Из «замкнутого круга» под нажимом обстоятельств и уговоров своей соседки по кабинету Оливье снова удалось вырваться.
– Ну что ты дурака валяешь? – говорила ему соседка. Начал – закончи! Что ты, как маленький.
– Не хочу, мне стало неинтересно.
– Ой, Оливье, да плевать на твой интерес. Что ты с ним носишься? У тебя будет та же самая преподавательская работа, но лучше и за большие деньги.
– Мне всё надоело.
– Надоело? У тебя депрессия? Так признайся себе в этом. Попринимай таблетки, а главное, возьми себя в руки.
– Я не могу.
– Да что ты так распустился! Могу – не могу. Хватит нудить. Восстановись в школе и закончи. Через самое трудное ты уже прошёл. Давай!

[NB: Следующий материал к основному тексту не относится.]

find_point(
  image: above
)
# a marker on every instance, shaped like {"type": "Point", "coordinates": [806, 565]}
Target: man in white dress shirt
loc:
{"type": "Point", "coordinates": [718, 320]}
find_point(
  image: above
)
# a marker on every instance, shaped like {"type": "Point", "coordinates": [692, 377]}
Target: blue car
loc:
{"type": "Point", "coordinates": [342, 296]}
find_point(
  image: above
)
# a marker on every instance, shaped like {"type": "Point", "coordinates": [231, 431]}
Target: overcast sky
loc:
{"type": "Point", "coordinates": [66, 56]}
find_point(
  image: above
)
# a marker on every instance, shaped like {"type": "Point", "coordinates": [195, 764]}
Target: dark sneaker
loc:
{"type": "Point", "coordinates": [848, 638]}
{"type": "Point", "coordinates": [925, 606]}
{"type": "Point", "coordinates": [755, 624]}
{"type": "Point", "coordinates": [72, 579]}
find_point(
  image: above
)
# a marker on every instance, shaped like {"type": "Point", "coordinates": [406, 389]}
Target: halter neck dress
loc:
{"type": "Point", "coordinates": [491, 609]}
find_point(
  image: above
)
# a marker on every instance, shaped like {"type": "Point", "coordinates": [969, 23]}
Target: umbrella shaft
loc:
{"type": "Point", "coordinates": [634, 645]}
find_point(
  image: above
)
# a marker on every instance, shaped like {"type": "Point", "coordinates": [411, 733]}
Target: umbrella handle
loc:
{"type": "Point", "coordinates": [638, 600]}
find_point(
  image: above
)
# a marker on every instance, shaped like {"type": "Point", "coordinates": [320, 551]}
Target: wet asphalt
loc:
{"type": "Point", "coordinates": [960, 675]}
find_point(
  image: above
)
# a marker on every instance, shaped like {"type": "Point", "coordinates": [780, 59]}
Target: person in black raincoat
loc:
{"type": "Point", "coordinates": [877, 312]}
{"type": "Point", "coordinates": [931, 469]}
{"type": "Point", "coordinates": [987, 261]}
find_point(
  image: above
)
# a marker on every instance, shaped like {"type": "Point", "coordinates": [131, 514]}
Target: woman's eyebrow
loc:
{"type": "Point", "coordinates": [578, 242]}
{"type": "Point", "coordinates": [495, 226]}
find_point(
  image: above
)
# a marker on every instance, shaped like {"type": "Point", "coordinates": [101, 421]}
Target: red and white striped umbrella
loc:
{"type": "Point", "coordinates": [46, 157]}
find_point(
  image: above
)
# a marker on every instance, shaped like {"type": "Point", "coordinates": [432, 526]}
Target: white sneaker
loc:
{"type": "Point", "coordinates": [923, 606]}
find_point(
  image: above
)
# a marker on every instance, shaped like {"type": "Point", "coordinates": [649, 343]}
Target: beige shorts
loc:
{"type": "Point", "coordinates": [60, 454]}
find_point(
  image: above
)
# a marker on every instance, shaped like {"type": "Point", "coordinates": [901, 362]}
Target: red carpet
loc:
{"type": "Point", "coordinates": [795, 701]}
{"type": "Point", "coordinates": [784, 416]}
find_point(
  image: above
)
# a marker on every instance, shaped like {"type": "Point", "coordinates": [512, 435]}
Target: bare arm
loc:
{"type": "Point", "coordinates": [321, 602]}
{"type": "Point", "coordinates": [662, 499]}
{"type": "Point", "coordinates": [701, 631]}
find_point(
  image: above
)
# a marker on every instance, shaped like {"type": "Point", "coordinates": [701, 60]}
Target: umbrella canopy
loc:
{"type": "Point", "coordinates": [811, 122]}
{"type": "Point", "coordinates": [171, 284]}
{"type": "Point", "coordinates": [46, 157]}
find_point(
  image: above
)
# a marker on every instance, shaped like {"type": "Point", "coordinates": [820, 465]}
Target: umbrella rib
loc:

Оливье рассказывал подруге о диссертации и вновь ему показалось, что он затеял что-то стоящее, интересное. Он потерял год, но со следующего сентября вновь взялся за дело. Неожиданно для комитета он всё закончил уже к зиме. Включил все свои ресурсы «отличника» и прекрасно справился. Защита прошла блестяще, ему делали комплименты, на этот раз Оливье понимал, что они заслужены. Было приятно. Весь второй семестр уже после защиты он преподавал семинар и интенсивно искал работу. Согласился он на первую позицию, которая стала реальной. Интервью на кампусе в маленьком канадском политехническом университете «Квантлин», они ему сразу намекнули, что возьмут. Дженнифер с радостью согласилась ехать в Британскую Колумбию; в Канаде бесплатная медицина, очень удачно. Оливье совершенно не насторожился тем, что университет технический. Ну и пусть, какая разница.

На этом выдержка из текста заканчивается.